It is the time of the year when Chennai’s weather swings rapidly between sultry heat and short, sudden spells of showers. With the North East monsoon nearly two months away, these short-lived bursts of rain signal the onset of another phenomenon: the onslaught of mosquitoes.
To prevent the spread of vector-borne diseases like dengue and malaria, the Chennai Corporation usually makes arrangements to spray larvicide along Chennai’s three main water bodies – the Adyar river, the Cooum river and the Buckingham canal, which are arguably the city’s largest mosquito-breeding grounds. Boats are usually taken out to reach parts of these water bodies inaccessible by land.
But this year, tackling the mosquito menace has become much harder. The eight boats that the Chennai Corporation has been using for this purpose were wrecked and rendered unusable after last year’s floods, reported The Times of India. Eight months after the floods, these boats have not been replaced either.
Mosquito menace
B Dhanraj, a former Chief Vector Control officer of the Chennai Corporation, said that boats were essential to access mosquito breeding grounds that are usually located among weeds along either side of the waterways. “One cannot go and spray the edges there,” he said. “Accessibility is a problem in many places as houses have been built along the river. If you don’t spray even for a stretch of 100 metres because of inaccessibility, you are supporting breeding of mosquitoes.”
But wrecked boats are not the only problem here. The growth of water hyacinth – the natural home of the culex mosquito, which can transmit Japanese encephalitis and lymphatic filariasis – has reportedly doubled after the floods too.
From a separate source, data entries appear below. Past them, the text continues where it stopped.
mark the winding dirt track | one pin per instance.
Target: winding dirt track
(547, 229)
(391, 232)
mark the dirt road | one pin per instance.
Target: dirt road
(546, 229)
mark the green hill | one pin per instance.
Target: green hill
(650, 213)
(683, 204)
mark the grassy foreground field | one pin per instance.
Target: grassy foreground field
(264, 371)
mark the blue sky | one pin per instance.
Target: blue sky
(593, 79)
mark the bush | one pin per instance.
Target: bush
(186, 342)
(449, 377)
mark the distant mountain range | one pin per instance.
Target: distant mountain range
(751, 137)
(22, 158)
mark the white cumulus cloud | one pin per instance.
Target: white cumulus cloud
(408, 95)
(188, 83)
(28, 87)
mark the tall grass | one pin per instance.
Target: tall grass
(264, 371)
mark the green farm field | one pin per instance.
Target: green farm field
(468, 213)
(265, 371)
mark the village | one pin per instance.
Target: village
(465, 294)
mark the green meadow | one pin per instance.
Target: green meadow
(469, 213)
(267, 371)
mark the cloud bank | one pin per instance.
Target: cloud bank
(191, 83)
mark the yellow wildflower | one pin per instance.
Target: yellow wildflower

Dhanraj said that during the floods, garbage and sewage would have mixed with rainwater and flowed into the rivers, increasing the nutrient content in these water bodies. This, he said, created a rich environment for the growth of water hyacinth.
Thus, with no boats and the possibility of an increase in mosquitoes this season, the city is likely to see a spurt in mosquito-borne diseases.
Engineering solution
The city could better tackle the mosquito menace if it enabled these waterways to flow, suggested Dhanraj.
At present, the water bodies – much like the Mithi river in Mumbai and the Hindon in Delhi – are mainly stagnant, still or slow-moving drains that only flow when it rains heavily. Insect larvae grow in still water. Thus, if the velocity of the waterways were to increase, mosquitoes would not be able to breed in these areas.
According to Dhanraj, one good way of getting them to flow was by desilting the mouth of the rivers. If this is done, the entry of saline water from the sea inland up to a few kilometres would prevent mosquitoes from breeding.
Breeding in homes
But large water bodies are not the only places where mosquitoes breed, said S Elango, former director of public health.
Mosquitoes belonging to the anopheles and aedes groups, which transmit malaria and dengue, breed in rainwater collected in overhead tanks, garden pots, vases and discarded junk with the smallest of puddles in them.
Elango said that the attitude of citizens did not help, and the mosquito menace could only be tackled if citizens cooperated.
“In Chennai, wherever you go, be it urban slums or behind bungalows and villas, there is all sorts of waste dumped there," he said. "There is no adequate human resource to remove this. People do not have any civic sense. They dump waste and expect that everything will be removed by the corporation staff."